Neuropsychiatric comorbidity in obesity: role of inflammatory processes

Abstract

Neuropsychiatric symptoms are frequent in obesity. In addition to their substantial economic and health impact, these symptoms significantly interfere with the quality of life and social function of obese individuals. While the pathophysiological mechanisms underlying obesity-related neuropsychiatric symptoms are still under investigation and remain to be clearly identified, there is increasing evidence for a role of inflammatory processes. Obesity is characterized by a chronic low-grade inflammatory state that is likely to influence neuropsychiatric status given the well-known and highly documented effects of inflammation on brain activity/function and behavior. This hypothesis is supported by recent findings emanating from clinical investigations in obese subjects and from experimentations conducted in animal models of obesity. These studies converge to show that obesity-related inflammatory processes, originating either from the adipose tissue or gut microbiota environment, spread to the brain where they lead to substantial changes in neurocircuitry, neuroendocrine activity, neurotransmitter metabolism and activity, and neurogenesis. Together, these alterations contribute to shape the propitious bases for the development of obesity-related neuropsychiatric comorbidities.

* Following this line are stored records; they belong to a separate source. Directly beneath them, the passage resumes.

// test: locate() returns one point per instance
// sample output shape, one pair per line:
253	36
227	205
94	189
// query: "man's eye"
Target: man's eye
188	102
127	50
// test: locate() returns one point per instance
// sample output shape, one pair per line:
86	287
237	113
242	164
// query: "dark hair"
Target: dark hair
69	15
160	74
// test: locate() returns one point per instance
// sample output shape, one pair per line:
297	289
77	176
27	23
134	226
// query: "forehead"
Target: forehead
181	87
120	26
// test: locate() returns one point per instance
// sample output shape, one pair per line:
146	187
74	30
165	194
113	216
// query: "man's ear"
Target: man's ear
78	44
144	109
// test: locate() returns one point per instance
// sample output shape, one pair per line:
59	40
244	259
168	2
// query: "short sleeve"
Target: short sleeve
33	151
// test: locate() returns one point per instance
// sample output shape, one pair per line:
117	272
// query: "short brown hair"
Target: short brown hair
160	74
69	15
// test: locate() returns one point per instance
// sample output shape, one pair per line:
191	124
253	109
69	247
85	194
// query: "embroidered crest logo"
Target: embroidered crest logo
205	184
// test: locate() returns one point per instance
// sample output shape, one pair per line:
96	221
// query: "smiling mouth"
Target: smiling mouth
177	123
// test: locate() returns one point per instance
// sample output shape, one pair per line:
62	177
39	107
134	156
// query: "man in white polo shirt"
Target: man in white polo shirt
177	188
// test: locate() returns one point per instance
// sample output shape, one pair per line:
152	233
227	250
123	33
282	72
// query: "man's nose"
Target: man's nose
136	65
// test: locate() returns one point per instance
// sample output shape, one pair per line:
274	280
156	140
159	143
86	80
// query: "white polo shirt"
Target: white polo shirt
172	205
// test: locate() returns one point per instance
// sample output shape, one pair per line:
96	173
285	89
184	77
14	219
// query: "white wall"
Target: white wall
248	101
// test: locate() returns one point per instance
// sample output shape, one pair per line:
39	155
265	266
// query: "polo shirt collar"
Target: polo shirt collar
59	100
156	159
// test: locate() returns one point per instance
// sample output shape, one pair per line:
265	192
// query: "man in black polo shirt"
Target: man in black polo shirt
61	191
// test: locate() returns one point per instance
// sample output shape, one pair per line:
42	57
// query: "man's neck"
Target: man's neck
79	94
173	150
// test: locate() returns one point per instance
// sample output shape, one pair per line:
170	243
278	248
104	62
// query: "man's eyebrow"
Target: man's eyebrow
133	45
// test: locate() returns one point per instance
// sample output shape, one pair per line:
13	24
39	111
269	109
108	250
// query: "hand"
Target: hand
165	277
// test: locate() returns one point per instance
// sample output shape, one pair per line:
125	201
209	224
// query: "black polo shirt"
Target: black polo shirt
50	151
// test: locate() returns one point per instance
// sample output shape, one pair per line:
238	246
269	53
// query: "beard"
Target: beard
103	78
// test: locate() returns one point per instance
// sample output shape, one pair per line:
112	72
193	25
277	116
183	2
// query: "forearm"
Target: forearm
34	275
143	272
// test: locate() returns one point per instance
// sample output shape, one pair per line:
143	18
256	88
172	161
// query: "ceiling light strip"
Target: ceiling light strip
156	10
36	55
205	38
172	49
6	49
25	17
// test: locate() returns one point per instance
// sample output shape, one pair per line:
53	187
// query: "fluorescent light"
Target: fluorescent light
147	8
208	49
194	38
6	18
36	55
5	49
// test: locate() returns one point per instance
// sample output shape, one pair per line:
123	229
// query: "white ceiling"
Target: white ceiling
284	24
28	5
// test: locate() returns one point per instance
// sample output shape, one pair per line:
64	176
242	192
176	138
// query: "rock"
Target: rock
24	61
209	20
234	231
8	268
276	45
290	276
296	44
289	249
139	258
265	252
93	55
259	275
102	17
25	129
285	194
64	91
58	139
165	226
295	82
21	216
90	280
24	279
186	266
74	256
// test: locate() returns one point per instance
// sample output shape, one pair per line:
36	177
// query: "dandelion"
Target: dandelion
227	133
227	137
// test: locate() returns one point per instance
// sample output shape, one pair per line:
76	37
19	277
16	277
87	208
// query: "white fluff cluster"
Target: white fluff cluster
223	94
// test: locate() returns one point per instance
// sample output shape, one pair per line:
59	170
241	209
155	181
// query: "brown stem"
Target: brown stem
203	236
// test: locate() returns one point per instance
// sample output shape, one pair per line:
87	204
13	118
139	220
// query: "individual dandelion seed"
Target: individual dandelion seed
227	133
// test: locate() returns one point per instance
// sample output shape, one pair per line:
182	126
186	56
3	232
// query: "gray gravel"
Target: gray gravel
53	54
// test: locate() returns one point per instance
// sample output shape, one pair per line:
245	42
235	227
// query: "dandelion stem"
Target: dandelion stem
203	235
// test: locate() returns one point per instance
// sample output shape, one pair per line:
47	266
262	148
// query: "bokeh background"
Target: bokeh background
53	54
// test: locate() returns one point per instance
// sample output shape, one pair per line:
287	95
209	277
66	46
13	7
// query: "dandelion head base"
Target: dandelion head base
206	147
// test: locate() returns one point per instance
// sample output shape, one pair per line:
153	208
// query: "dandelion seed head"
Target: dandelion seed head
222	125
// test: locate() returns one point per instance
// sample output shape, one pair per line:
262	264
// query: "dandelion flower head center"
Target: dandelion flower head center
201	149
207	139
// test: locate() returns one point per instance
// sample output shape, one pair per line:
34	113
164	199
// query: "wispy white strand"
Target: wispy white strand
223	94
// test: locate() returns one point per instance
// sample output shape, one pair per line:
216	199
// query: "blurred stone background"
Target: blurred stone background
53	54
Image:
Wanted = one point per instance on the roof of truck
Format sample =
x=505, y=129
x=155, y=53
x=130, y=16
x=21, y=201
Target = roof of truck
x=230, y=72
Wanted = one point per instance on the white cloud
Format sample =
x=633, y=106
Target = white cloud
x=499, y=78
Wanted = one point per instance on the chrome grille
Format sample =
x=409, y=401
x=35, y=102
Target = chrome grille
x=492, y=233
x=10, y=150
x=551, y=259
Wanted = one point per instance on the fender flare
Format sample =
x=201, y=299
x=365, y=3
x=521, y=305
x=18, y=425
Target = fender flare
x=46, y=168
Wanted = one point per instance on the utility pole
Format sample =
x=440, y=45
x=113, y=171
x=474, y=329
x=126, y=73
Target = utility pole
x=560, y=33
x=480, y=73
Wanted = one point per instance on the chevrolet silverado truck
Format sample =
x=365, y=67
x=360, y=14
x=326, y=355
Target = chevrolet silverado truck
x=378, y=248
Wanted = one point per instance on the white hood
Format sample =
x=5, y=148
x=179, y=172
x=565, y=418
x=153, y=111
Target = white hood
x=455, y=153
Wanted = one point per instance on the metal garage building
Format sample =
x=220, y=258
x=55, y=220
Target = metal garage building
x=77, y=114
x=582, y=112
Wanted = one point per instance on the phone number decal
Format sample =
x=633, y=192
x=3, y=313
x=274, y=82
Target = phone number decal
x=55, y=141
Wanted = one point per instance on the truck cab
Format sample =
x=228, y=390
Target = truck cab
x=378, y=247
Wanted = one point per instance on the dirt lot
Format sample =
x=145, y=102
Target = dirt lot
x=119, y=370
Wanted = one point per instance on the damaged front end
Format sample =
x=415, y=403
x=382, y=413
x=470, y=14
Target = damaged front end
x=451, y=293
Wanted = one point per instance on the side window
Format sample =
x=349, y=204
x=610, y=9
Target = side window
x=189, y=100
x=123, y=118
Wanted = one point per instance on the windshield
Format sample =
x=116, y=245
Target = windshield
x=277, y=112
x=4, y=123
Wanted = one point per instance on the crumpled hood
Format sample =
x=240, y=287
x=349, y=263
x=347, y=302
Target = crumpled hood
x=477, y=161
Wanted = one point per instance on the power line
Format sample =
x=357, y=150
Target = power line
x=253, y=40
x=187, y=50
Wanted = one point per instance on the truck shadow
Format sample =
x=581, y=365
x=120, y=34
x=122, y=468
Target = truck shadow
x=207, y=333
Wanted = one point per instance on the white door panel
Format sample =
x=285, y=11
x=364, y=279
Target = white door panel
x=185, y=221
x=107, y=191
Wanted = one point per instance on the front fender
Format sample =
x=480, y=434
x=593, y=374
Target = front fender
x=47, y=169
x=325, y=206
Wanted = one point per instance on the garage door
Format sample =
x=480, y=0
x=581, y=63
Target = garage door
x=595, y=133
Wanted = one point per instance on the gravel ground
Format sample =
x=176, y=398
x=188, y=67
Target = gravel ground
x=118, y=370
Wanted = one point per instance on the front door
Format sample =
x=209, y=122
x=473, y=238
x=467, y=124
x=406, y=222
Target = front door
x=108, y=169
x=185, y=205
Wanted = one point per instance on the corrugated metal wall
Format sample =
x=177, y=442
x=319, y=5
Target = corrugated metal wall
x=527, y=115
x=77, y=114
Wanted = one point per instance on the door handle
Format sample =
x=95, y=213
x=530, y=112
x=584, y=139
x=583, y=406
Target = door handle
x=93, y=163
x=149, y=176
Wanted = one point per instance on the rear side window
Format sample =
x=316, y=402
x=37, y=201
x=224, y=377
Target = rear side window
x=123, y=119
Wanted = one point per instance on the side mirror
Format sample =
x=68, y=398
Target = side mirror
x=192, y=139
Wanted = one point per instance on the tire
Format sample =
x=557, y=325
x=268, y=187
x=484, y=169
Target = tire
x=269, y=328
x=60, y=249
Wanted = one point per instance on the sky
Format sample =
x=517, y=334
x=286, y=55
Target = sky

Keywords: cognition; cytokines; gut-brain axis; inflammation; mood; neuroinflammation; neuropsychiatric symptoms; obesity.

Figure 1

Mechanisms underlying chronic low-grade inflammatory state in obesity. The adipose tissue is an important contributor of chronic low-grade inflammation in obesity (A). Weight gain is associated with substantial changes in the function of adipocytes that increase their secretion of adipokines, including inflammatory factors. Moreover, infiltration of immune cells, i.e., macrophages and T cells, in the adipose tissue is also responsible for the adipose secretion of inflammatory cytokines. Additional mechanisms, including alterations in the gut microbiota, contribute also to the instauration of obesity-related inflammation (B). Obesity is associated with modifications in gut microbial population and with an increased permeability of the intestinal wall that promotes the passage of LPS in the circulation, leading thus to the development of chronic low-grade endotoxemia and the increased production of inflammatory factors. IL-1β, interleukin-1β; IL-6, interleukin-6; LPS, lipopolysaccharide; TNF-α, tumor necrosis factor-α.

Figure 2

Pathophysiological mechanisms likely to underlie neuropsychiatric comorbidities associated with obesity. The activation of systemic inflammatory processes, originating from alterations in adipose tissue and gut functions, can contribute to the development of obesity-associated neuropsychiatric comorbidities. Proinflammatory cytokines released at the periphery can access the brain via several pathways (e.g., neural, humoral, and cellular routes) and induce the activation of neuroinflammatory processes, primarily by activating microglia. In the brain, proinflammatory cytokines impair neuroendocrine activity, neurotransmitter function (e.g., 5HT, DA, glutamate), and neurocircuitry, involving notably the hippocampus, the hypothalamus, the basal ganglia, and the prefrontal cortex. Cytokines can also disturb neurogenesis and induce neurotoxic effects through induction of IDO-derived neuroactive/neurotoxic metabolites. Altogether, these brain alterations lead ultimately to the development of behavioral/neuropsychiatric symptoms. Deregulations of the gut–brain axis, originating from changes in gut microbiota and permeability, may also contribute to mood and cognitive symptoms. These behavioral/neuropsychiatric symptoms can in turn promote the development or maintenance of obesity through risky or unadjusted eating behaviors. 5HT, serotonin; BG, basal ganglia; CNS, central nervous system; DA, dopamine; IDO, indoleamine 2,3-dioxygenase; HC, hippocampus; HPA, hypothalamic–pituitary–adrenal axis; LPS, lipopolysaccharide; PFC, prefrontal cortex; neurogen, neurogenesis; neurotox, neurotoxicity.